Job ID: 30494
Location: Evanston, Illinois
The Senior Systems Administrator completes efforts and projects related to the design, installation, operation, support, upgrades and maintenance of infrastructure, including software, servers, networking and storage. Administers, maintains and supports complex and critical infrastructure. This role provides user support for server hosting requests, problem resolution, system changes and upgrades. The incumbent analyzes infrastructure performance and resolves problems or makes appropriate recommendations. This role ensures that all aspects of operability are delivered as part of the implementation process while also ensuring that existing service level is maintained or improved. Contributes to and ensures full compliance to operational standards, procedures and best practices.
- This position is responsible for the operation and maintenance of Northwestern University's Research Computing Infrastructure, consisting of a Supercomputing (HPC) system, multiple on premise server and application environments, and cloud based research computing hosted in Amazon Web Services (AWS). Actively participate in the acquisition, installation, and management of hardware (compute, storage, and network), operating systems (Linux), research and analytical software tools, and Cloud software delivery solutions. Operational aspects of role involve maintaining the environment to optimal working efficiency, scripting and bringing to bear automation tools, administration and monitoring, facilitating and executing “scheduler” related activities, handling support requests, and resolving hardware and software related events. Collaborate regularly with the research computing consulting team, and participate in the creation and execution of standard operating procedures to maintain the integrity and security of on premise and cloud based solutions.
- Leads planning, development, and coordination of operations and projects for current and future infrastructures.
- Anticipates impact of growth and changes in operations, and recommends design and/or process changes.
- Participates in disaster recovery/business continuity planning including backup and recovery procedures and higher availability configurations.
- Maintains awareness of new technologies through publications, outside contacts, and ongoing professional development
- Ensures data/media recoverability by implementing a schedule of system backups and database archive operations.
- Serves as project liaison – implementations or upgrades, acts as the focal point for communications between our team and the Project Leader.
- Facilitates coordination and a thorough understanding of requirements, attends project meetings, creates written meeting notes, creates appropriate ticketing, etc.
- Maintains policies and standard procedures to increase system uptime.
- Identifies training needs and keeps current on application technologies.
- Monitors security alerts and ensures that appropriate patches are applied in an automated and timely fashion; works with developers to patch or upgrade custom code for security compliance.
- Documents and maintains system standards; researches and recommends innovative approaches for system administration tasks.
- Creates and maintains standard OS installation images for virtualization templates.

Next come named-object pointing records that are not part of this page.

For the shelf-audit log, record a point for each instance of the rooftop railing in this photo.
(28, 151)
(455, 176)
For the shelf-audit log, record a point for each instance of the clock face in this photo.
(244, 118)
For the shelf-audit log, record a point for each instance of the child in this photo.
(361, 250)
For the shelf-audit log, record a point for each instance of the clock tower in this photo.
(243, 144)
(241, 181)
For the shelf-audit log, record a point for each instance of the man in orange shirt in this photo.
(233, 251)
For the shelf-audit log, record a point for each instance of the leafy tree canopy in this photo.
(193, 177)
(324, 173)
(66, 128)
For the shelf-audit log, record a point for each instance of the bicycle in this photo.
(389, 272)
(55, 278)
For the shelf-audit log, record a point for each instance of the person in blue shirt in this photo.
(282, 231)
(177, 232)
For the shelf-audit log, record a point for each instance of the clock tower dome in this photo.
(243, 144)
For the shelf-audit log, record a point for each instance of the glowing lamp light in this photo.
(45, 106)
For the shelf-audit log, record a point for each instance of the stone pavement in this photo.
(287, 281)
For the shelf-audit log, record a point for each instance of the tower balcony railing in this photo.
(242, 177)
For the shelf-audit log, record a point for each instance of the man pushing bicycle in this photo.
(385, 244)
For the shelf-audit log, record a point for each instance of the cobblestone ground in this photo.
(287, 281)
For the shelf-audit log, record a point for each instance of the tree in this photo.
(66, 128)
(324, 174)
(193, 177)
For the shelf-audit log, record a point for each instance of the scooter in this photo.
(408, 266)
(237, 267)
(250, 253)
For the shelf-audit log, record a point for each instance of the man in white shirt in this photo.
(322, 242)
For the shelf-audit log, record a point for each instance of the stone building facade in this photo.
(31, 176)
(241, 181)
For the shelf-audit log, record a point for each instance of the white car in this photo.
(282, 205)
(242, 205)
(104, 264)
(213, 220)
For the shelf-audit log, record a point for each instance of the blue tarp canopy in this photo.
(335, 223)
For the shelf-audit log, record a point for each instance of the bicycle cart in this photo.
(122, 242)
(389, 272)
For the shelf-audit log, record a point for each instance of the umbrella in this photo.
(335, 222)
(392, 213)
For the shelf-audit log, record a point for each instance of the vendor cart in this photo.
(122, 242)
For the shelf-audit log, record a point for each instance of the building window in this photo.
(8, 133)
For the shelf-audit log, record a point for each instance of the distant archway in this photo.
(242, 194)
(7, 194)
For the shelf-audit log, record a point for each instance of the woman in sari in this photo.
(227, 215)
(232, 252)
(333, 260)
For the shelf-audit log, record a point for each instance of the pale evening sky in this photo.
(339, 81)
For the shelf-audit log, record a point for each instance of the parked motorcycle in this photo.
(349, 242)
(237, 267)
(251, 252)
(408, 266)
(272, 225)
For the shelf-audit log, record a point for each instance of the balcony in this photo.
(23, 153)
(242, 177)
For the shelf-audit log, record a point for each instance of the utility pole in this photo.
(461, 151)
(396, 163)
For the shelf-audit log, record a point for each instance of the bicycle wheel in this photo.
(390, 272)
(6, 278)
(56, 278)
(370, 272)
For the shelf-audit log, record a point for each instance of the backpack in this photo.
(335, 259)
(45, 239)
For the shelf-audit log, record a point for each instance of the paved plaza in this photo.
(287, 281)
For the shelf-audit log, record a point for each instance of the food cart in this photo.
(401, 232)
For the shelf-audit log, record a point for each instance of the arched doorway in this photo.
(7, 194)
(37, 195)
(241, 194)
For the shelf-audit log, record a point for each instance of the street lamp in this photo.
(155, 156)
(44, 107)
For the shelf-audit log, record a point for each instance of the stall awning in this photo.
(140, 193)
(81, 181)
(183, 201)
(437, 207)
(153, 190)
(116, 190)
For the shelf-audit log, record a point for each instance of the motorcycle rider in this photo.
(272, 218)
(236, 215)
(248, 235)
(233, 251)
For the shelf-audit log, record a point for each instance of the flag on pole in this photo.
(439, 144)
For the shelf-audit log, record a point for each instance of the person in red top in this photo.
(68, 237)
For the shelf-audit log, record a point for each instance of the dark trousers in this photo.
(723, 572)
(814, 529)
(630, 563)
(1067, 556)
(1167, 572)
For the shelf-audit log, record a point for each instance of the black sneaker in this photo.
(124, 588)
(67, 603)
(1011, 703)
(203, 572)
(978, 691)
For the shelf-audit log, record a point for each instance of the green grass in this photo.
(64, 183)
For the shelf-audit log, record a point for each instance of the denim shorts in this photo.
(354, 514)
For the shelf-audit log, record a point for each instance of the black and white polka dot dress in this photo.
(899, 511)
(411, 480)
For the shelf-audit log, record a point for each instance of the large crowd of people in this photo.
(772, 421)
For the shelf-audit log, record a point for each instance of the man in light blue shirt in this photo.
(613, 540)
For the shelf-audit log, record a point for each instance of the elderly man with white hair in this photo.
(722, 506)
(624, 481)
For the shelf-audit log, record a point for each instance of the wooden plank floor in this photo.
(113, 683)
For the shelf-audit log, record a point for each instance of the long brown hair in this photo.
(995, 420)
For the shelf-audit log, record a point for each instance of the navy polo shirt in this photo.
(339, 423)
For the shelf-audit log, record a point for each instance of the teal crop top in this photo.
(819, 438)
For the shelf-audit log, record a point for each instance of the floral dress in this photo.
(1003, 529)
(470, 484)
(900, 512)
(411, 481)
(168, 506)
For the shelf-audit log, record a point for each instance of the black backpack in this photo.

- Administration and support of Supercomputing (HPC) hardware (servers, network components, firewalls), operating system (Linux), utilities, and analytical software tools, storage, and backup system
- Facilitation of HPC and research compute “scheduler” toolset and activities
- Cloud computing services configuration and support
- Monitors application performance on servers.
- Evaluates and manages appropriate software and hardware allocations to achieve an optimum performance level.
- Performs capacity planning for projecting future growth.
- In collaboration with development project teams, builds, rebuilds, and/or updates servers and configures hardware and virtual machines (VM), applications, peripherals, services, networking, storage.
- Participation in the implementation and support of cloud based research computing services (Primarily in AWS)
- Leads troubleshooting of application, operating system(s) server hardware, network communications and storage problems within infrastructure.
- Provides a second level of support; leads service incident and problem resolution efforts to support entrusted applications/products.
- Provides user support on deployed servers.
- Consults on best practices to users.
- Provides data and metrics to support sizing requirements and performance tuning decisions. Participate in related decision processes with managers and leads.
- Positive collaborative nature when working with others on team, colleagues from schools, and vendors
- Participate in 24x7 On-Call Rotation Schedule
- Provides work direction and/or supervises staff such as team members, subordinates, contractors, vendors, students, etc.
- Recommends staff hires/terminations
- Coaches and mentors staff
- Manages projects ensuring timelines and deliverables are met and meet expectations
- Performs other duties as assigned.